Dopo la colazione lavavo le tazze – in modalità autopulente – ed uscivo fuori. Decisi in quei primi giorni di recuperare una panca da sistemare fuori, assieme ad un tavolo. Forse anche qualche sdraio, in previsione dell’estate. Probabilmente avrei recuperato anche un barbecue, oppure lo avrei costruito da solo. Argo mi aspettava per la solita gita esplorativa nei dintorni.

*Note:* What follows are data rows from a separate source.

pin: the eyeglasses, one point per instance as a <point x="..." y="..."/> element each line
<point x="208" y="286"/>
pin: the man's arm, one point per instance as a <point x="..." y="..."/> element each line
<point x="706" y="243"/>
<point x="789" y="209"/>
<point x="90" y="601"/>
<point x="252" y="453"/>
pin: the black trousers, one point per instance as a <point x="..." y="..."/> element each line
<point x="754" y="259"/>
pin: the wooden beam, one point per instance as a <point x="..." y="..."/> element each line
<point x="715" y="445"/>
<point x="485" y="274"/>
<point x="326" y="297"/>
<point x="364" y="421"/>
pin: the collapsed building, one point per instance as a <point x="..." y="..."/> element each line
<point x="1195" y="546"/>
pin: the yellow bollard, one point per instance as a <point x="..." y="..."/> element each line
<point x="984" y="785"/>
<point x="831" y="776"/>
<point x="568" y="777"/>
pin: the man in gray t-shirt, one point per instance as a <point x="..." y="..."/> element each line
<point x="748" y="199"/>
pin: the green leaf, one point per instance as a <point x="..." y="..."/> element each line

Scoprii subito che su un lato del prato, a ridosso del bosco, stavano fiorendo un sacco di piccole piante di fragole. Quelle piccole, selvatiche e dal gusto intensissimo. Lungo il sentiero che saliva al lago, poco lontano dalla casa, avevo visto anche delle piante di lamponi. In quella prima settimana non avevo visto anima viva. Nessun segno di vita, né umana né animale.

Una mattina, sarà stato dopo circa una decina di giorni da quando mi ero trasferito, decisi di scendere in paese. Chiusi casa, feci un giro attorno per verificare che tutte le finestre fossero chiuse, pensando a quanto ero ridicolo ed a quanto questa preoccupazione fosse “cittadina”. Non c’era nessuno. Chi avrebbe dovuto entrare? Un ladro? E per rubare cosa? Il computer? Non avevo mai chiuso gli scuri, di nessuna finestra, nemmeno di notte.

Quella mattina presi il guinzaglio e mi incamminai con Argo. Proseguendo la strada sterrata oltre la mia proprietà, salendo ancora per un centinaio di metri, si incrociava il sentiero che dal lago scendeva direttamente in paese e che passava sull’altro lato del torrente. Ero quasi arrivato al bivio che mi resi conto che senza soldi avrei potuto comprare ben poco. Mi resi conto di come era diversa la vita in montagna. Mi vestivo come volevo, sempre uguale, uscivo senza telefono e senza portafoglio, non avevo orari, non avevo impegni, non avevo nessuno da incontrare e nulla da fare. Un sogno.

Il sentiero che scendeva in paese era molto bello, e passava tra il bosco ed i prati. Le piogge primaverili avevano reso il paesaggio di un verde intenso, a tratti chiaro, a tratti scuro. In cielo volavano le rondini e gli unici rumori che si sentivano erano quelli degli uccelli nel bosco e del torrente che scorreva impetuoso nella valletta sulla destra. A tratti il rumore di una motosega. Notai molti altri fienili e qualche altra baita, nessuna sembrava abitata, perlomeno non in quella stagione dell’anno. Raggiunsi in circa mezz’ora la chiesa del paese, appollaiata sopra un colle sopra le case del paese. Era stata ristrutturata di recente, era di un bel colore bianco con le tegole del tetto e del campanile di colore rosso. Feci un giretto nel piccolo cimitero. Erano poche le tombe recenti e tutte di persone morte anziane. Il lato positivo era che la popolazione viveva a lungo e che non morivano i giovani. Il lato negativo era che, probabilmente, i giovani morivano altrove, non che non morissero. Era la comunità che si stava spegnendo, con sempre meno giovani e sempre meno vecchi. Dicono che sia il destino dell’Italia, il de-popolamento, che inizia proprio dalle zone montane e rurali più isolate. Che tristezza.

Raggiunsi la piazza principale, che poi non era altro che un parcheggio su cui si affacciavano il Comune, la scuola – che mi sembrava chiusa e che riuniva asilo e scuola elementare – la posta, il supermarket e l’immancabile bar albergo Posta. C’era anche una bella fontana munita di lavatoio sui due lati lunghi e la fermata della corriera. Non c’era anima viva, se non un paio di avventori che intravvedevo oltre le vetrate luride del bar. Legai Argo ad un palo che indicava il parcheggio riservato ai disabili ed entrai nel negozio. Era il tipico bazar di paese, di gran lunga più ordinato, grande e moderno rispetto a quanto mi sarei aspettato. Alla cassa c’era una ragazza paffutella che arrossì dicendomi buongiorno. . Feci un giretto e notai con piacere che c’era anche un ricco ed assortito bancone di salumi e formaggi. All’interno c’era anche l’angolo tabacchi e giornali. Non mancava proprio nulla. Comprai del pane fresco, della verdura, della carne da fare alla griglia, del formaggio locale e dello speck. Salutai e me ne tornai alla baita. Avevo parlato con le prime persone dopo oltre dieci giorni. Avevo detto si e no scarse 20 parole. Io non sarò molto socievole, ma la gente del paese avrebbe sicuramente vinto in una gara di dialogo tra muti.